Over the last few years, Ubuntu-powered smartphones have made sporadic appearances in the U.S and elsewhere, but they were never round to create any kind of substantial impact on users. Expectedly, this company had no presence or market share in this mobile market, even after years of development and investment.
Looking back, on February 19th 2014, Canonical announced that it has signed agreements with bq of Spain and Meizu of China, both smartphone manufacturers to develop and sell Ubtuntu smartphones to customers worldwide. To give you a perspective, bq is the second biggest seller of unlocked smartphones in Spain while Meizu is one of China’s successul high-end smartphone manufacturers.
Since then, a few versions were released but nothing fruitful came out of the investment. Considering this scenario, Shuttleworth believes that the company has to make some tough decisions for the future, and one of them is to completely close-out the smartphone arm of its business.
Likewise, Canonical will also discontinue the development of Unity8 desktop environment, and hence forth will go back to its GNOME desktop.

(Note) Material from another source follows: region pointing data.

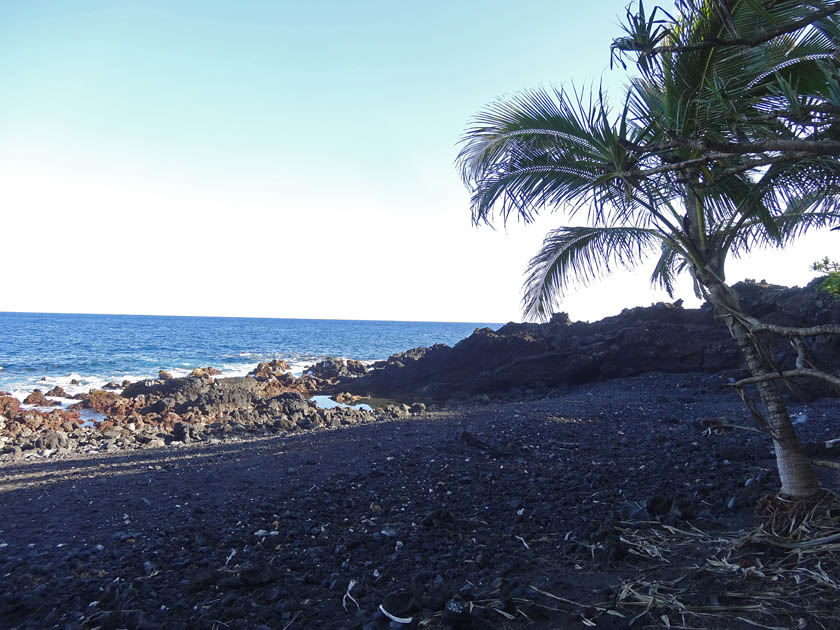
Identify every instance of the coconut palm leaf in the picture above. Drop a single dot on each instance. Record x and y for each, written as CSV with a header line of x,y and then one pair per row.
x,y
581,254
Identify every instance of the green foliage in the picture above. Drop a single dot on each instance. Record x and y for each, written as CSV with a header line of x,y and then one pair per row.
x,y
727,139
831,282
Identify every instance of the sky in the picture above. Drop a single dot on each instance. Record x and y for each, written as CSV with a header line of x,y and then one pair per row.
x,y
285,159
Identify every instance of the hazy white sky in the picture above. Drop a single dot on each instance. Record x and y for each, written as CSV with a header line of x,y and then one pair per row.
x,y
283,159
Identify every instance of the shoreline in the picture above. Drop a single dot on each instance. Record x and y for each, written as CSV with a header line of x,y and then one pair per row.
x,y
465,516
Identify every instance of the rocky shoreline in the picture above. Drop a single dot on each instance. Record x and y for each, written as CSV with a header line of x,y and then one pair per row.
x,y
176,411
516,362
521,489
477,518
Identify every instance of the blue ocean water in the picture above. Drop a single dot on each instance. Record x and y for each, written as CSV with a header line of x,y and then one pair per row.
x,y
43,350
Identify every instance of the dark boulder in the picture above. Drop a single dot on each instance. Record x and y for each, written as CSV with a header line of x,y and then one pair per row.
x,y
659,338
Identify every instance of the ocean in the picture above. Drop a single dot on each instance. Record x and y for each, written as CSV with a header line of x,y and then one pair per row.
x,y
44,349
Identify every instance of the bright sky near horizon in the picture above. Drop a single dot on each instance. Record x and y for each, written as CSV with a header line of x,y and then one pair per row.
x,y
284,159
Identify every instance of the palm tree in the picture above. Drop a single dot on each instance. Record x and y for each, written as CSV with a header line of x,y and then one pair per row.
x,y
727,139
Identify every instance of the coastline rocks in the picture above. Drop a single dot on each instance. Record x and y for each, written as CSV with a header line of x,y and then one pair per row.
x,y
38,399
332,368
531,358
268,370
9,406
204,372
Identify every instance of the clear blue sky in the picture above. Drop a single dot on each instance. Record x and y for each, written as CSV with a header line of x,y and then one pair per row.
x,y
287,159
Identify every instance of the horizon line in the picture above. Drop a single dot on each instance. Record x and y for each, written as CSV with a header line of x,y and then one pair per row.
x,y
331,319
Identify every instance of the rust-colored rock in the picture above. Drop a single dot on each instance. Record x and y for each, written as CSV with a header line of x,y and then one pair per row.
x,y
37,398
9,407
270,369
204,372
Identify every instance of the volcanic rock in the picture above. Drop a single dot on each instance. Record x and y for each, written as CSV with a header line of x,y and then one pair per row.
x,y
536,357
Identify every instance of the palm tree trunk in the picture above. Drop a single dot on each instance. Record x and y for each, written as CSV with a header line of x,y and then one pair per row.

This desktop was also one of the key components of Canonical as it wanted to create a single interface across all devices.

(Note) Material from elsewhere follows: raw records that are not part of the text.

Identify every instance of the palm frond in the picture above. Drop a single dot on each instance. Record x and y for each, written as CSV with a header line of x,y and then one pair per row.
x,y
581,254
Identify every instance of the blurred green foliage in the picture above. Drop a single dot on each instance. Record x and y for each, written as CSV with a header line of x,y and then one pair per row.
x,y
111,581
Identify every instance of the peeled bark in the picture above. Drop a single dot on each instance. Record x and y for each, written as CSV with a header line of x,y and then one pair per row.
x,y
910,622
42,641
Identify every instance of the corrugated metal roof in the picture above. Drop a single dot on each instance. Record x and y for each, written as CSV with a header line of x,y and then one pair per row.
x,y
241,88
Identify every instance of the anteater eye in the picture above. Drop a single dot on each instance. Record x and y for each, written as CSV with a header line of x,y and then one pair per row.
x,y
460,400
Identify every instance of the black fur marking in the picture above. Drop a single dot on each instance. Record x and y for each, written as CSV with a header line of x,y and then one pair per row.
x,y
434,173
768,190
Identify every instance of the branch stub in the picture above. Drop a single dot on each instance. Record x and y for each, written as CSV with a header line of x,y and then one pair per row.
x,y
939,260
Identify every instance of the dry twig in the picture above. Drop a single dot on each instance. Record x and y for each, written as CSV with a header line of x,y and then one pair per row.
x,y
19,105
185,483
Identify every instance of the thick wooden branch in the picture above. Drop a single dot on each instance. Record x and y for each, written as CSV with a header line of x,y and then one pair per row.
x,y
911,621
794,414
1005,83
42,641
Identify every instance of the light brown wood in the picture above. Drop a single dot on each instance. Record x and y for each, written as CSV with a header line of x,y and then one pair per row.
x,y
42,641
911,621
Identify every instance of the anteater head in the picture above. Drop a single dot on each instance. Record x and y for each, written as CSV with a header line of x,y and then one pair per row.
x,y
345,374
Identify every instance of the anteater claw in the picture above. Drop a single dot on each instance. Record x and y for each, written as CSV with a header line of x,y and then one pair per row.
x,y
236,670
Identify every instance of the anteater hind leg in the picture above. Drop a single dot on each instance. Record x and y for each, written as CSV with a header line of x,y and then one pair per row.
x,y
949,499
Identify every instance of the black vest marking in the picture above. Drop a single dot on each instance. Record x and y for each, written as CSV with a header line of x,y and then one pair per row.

The disappointment in discontinuing both these products was evident in the blog post by Shuttleworth in which he laments that the company was unable to continue its aspirations because it is different from the expectations of the community and the cloud industry as a whole. He said that the company will continue to give free software as this would be a relief in the technology industry that is mostly dominated by closed and proprietary alternatives.

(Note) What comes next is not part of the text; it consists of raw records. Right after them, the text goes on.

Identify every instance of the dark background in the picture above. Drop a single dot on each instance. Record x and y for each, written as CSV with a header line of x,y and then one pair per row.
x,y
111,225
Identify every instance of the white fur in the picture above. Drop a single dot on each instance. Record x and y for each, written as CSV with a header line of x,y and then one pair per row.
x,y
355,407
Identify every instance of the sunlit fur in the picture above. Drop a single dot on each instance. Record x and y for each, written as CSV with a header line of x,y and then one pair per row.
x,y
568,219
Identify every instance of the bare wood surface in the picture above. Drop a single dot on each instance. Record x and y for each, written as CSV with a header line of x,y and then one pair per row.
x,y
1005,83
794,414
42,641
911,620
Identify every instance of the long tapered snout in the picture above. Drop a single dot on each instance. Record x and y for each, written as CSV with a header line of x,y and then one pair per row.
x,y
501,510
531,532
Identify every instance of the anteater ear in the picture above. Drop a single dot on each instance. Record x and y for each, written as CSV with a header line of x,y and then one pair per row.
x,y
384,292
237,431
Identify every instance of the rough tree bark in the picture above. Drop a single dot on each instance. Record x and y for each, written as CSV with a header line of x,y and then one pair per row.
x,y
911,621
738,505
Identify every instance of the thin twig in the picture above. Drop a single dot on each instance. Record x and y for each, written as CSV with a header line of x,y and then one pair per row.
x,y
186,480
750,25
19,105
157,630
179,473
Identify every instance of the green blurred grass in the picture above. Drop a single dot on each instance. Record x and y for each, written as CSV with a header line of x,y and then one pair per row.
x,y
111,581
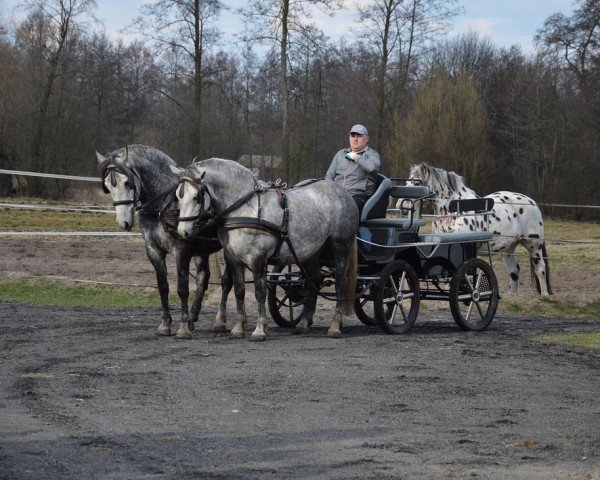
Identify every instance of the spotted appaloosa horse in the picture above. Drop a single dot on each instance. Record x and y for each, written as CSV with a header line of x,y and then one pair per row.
x,y
516,220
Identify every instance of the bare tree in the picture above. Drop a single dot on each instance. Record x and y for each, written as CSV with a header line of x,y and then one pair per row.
x,y
576,37
447,126
280,24
183,29
55,24
398,29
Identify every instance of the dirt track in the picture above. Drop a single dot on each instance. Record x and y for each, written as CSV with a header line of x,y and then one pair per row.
x,y
92,393
95,394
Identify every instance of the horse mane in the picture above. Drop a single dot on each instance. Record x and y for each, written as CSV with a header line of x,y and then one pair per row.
x,y
445,183
149,167
221,167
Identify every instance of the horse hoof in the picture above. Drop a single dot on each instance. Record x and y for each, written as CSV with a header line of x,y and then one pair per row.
x,y
334,333
184,334
163,330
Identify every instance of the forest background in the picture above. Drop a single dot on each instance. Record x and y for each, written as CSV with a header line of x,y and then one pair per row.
x,y
286,96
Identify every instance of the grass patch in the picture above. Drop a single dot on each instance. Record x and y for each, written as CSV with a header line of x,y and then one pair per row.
x,y
552,307
586,340
54,294
22,219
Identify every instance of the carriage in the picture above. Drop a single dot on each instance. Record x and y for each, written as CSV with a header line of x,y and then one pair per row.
x,y
399,266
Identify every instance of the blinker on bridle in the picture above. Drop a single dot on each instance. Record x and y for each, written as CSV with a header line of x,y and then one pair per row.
x,y
203,214
111,170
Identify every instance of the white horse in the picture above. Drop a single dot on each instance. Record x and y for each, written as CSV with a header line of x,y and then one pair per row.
x,y
516,220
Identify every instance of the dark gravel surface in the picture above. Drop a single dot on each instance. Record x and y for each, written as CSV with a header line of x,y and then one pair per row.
x,y
91,393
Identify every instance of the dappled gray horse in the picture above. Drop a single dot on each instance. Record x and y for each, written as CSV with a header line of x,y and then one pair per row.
x,y
515,220
139,178
260,226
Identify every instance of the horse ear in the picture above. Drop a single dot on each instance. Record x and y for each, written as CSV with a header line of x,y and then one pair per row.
x,y
176,170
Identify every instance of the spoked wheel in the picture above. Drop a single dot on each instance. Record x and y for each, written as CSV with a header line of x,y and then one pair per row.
x,y
397,297
365,309
474,295
285,296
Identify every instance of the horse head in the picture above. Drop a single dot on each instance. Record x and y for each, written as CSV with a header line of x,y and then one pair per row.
x,y
208,189
123,185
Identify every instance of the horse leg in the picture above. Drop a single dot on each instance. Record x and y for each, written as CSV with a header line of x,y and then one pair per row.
x,y
240,292
259,272
538,266
226,285
512,267
311,268
202,278
345,286
182,260
157,259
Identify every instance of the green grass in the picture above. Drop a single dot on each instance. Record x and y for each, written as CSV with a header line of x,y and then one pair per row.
x,y
55,294
22,219
586,340
552,307
571,245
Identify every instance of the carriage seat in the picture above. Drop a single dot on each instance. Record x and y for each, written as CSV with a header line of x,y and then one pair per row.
x,y
375,209
473,207
456,237
376,205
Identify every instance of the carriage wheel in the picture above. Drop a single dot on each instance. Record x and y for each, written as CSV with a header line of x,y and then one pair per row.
x,y
397,297
364,307
474,295
285,297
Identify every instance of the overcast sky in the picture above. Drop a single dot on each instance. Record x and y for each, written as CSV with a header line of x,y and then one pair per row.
x,y
504,22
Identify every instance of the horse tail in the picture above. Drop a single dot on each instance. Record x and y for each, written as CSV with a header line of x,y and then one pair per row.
x,y
351,279
545,257
534,278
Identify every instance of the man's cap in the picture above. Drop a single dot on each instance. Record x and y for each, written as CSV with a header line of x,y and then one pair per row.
x,y
360,129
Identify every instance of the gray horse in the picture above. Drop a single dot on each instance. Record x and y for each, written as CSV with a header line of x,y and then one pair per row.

This brings up the next question – what is the company going to focus on in the future?
The company’s CEO and management believes that cloud and IoT are the future and these are the areas in which Canonical will put all its efforts. Already, it’s worthy to note that most public cloud workloads and private Linux cloud infrastructures rely on Ubuntu for their operations. In addition, many applications in the areas of robotics, networking and machine learning also rely on Ubuntu to provide the underlying software components and structure.
Given this scenario, it makes sense for Canonical to focus on these areas, and to help fuel more growth and usage in both cloud and IoT sectors. In particular, focusing on IoT can help the company reap big rewards because for one, IoT is still in its nascent stages, and second, it may need an open software that can work across multiple devices. Canonical may be in a position to provide this underlying infrastructure if it makes the right moves.
In view of all these changes, this strategy may not be so bad after all for Canonical.